Should Albertans be suspicious when a "gift horse" shows up at the gate. Why, yes, they should.
Scott Seaman 0108 BWC
Foothills County has postponed a decision on installing solar panels on the roof of the Scott Seaman Sports Rink. (Brent Calver/Western Wheel)

Dear Editor, 

Re: Solar project shouldn't be viewed with suspicion, letter to the editor, March 8 

Not everyone thinks that accepting federal funding is a good idea. Emile Rocher discounts concerns about the solar PV rooftop install proposed for the Scott Seaman Sports Rink as a "reflection of common attitude among Albertans." Profiling at its finest. 

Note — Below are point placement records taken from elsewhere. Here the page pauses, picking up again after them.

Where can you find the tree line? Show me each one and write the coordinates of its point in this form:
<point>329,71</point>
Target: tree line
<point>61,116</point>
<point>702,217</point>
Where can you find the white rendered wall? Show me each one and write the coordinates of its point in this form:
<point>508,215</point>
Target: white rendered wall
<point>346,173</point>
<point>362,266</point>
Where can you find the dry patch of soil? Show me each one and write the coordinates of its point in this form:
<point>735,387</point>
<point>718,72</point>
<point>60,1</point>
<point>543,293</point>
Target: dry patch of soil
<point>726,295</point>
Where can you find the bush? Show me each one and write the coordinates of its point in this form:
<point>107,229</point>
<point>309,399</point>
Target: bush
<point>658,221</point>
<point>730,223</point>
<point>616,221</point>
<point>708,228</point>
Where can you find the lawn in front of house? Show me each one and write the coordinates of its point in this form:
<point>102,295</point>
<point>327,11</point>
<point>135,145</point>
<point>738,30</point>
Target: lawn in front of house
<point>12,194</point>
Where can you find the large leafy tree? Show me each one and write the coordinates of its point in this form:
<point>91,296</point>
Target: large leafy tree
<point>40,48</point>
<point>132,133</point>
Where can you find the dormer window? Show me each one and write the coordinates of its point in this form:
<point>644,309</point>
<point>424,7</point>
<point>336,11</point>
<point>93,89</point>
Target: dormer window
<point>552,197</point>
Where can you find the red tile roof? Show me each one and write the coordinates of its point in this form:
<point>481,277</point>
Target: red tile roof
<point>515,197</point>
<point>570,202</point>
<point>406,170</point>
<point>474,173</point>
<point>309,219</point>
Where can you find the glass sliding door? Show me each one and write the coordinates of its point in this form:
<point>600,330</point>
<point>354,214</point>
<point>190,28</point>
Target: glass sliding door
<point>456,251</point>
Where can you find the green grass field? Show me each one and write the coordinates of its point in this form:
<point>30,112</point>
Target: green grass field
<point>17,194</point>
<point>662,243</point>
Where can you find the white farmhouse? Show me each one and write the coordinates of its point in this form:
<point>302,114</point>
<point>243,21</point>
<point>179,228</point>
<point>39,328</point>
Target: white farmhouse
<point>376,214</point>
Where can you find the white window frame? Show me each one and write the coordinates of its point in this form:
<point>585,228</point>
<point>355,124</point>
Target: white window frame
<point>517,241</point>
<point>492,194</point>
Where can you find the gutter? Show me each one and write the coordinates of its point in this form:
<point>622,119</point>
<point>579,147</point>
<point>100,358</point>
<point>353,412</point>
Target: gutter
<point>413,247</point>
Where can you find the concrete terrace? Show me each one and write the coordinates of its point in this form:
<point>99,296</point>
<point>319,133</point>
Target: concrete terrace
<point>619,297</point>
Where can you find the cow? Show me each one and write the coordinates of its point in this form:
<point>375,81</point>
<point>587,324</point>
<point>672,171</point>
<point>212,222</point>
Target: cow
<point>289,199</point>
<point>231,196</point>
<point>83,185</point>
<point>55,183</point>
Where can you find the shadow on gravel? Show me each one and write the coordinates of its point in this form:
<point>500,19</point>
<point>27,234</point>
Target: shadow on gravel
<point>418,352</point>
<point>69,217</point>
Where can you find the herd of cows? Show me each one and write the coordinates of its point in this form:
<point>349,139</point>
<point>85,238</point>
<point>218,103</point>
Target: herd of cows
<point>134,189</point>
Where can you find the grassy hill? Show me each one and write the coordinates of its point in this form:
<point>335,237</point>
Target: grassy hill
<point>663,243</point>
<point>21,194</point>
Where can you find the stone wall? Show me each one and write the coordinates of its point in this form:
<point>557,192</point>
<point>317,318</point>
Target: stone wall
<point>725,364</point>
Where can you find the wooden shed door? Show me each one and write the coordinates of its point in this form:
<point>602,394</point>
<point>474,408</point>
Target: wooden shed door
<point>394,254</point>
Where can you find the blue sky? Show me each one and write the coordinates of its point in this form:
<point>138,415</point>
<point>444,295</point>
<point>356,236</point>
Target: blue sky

Maybe, maybe not, but many Albertans have learned the hard way that all that glitters is not gold. One must overlook the fact that the Seaman family made its fortune in the unsubsidized oil business, but I digress. If the switch to wind and solar was that exciting, an 80 per cent subsidy would not be on offer. 
Should Albertans be suspicious when a "gift horse" shows up at the gate. Why, yes, they should. Action to fight the "existential" threat of climate change is how we got to this point.  

Foothills County could do its bit by taking the "free money" from Ottawa and building a solar farm on top of a sports rink, setting itself up to rake in massive profits at the general public’s expense. The overarching theory in this letter is that money from Ottawa is in fact free and that subsidized solar panel purchases from offshore benefit Canadians much more than the production of energy sitting right under our feet.  

Alberta has hundreds of years' worth of oil and gas reserves already connected to processing and distribution infrastructure which becomes more efficient and less expensive to produce as we speak. Experts say that switching to LNG (natural gas) can reduce emissions from other fossil fuel sources by as much as 40 per cent. Anyone who has been around for a while knows that fuel economy associated with SUVs and Albertans’ favourite, half tons, has improved immensely over the past 10 years. 

Oil men didn't come to Alberta back in the day looking for a government handout. Farmers didn't switch from horses to internal combustion engines because someone opened a cheque book or printed a pile of money to throw at them. Horses, energized by what is now defined as eco fuel, used up millions of acres of now productive farmland much like solar and wind farms. Are we subsidizing our way back to the future? 

Massive regulation, spending and giveaways by Ottawa have fueled inflation and driven up the cost of everything. Don't be fooled, money offered in subsidies is not free. That bill will come in the form of taxes, inflation, user fees, higher interest rates, whatever. There is no free lunch.